One could only wonder, in the midst of a northern hemisphere winter that has seen record numbers of container cargoes ending up in the sea, that operators are continuing to order even bigger ships. Newbuilding orders of nearly 24,000TEU capacity were announced, as the stevedores in Kobe were getting down to painfully picking over the wreckage of One Apus' deck cargo and warnings were being broadcast of another stack in the drink from an Evergreen ship off Japan.
Maybe the people who are ordering these monsters, which will not secure their monstrous deck loads in any different fashion to that that has prevailed for the past 50 years, don't believe the meteorologists. Maybe they sort of shut their eyes and ears to what seafarers tell them and think that size trumps outdated sea sense.
Like container fires, which don't happen often (one serious incident every six weeks), they allow themselves to be comforted by the laws of spurious percentages. Or is it that they have become totally focussed upon the payload, or the horsepower, or the unit cost, with the seaworthiness of a design regarded almost as an afterthought?
But it's not just those designing containerships in a desperate search for lowest unit costs, who are ignoring what the weather people tell them.
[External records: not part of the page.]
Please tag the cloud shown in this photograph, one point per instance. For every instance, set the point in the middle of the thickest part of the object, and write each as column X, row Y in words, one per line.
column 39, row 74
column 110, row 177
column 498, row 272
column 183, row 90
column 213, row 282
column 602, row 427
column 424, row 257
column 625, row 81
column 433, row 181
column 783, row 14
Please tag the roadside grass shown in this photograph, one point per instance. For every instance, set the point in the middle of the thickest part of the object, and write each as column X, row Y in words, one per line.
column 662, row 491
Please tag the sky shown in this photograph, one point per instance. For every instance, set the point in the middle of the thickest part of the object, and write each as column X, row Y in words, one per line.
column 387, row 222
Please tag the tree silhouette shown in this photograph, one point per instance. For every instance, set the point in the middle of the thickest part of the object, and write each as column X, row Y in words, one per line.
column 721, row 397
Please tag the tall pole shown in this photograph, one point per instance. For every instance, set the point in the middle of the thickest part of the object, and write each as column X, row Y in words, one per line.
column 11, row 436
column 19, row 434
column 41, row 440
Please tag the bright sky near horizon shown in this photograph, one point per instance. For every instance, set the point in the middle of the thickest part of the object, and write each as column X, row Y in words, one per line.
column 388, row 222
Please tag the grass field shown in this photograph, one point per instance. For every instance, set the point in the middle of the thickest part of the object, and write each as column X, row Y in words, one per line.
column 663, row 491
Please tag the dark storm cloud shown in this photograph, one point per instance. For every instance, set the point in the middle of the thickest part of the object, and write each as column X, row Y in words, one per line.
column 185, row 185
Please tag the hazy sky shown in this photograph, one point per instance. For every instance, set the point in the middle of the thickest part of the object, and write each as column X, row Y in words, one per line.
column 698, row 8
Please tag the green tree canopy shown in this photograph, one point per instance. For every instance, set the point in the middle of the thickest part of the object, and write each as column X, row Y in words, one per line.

Look at the number of curious designs that emerge with the bridge upon the forecastle, horribly vulnerable to green head seas, even though the superstructure protects what is stowed behind it.
Obviously, that is the point of such a configuration, but you wouldn't want to sail in anything so designed. There are ships with almost no poop, once again utterly exposed to a following sea.
Big ships don't get pooped? There was a sad report by the Maltese authorities just the other day of a double fatality on a bulker in the Norwegian Sea where the mate and a seaman were swept to their deaths over the poop, just like they were in sailing ship days.
It is a matter of better weather reports being transmitted faster to those at sea, some suggest. That would be helpful, no doubt, but a ship designed by somebody who thinks of weather in the abstract, needs a lot of time and sea room if it is to escape a battering. And when a less resilient ship perhaps goes, "the long way around," to avoid the possibility of horrible weather, her master will invariably get a roasting for his failure to meet the schedule, which is entirely predictable, but rather unfair.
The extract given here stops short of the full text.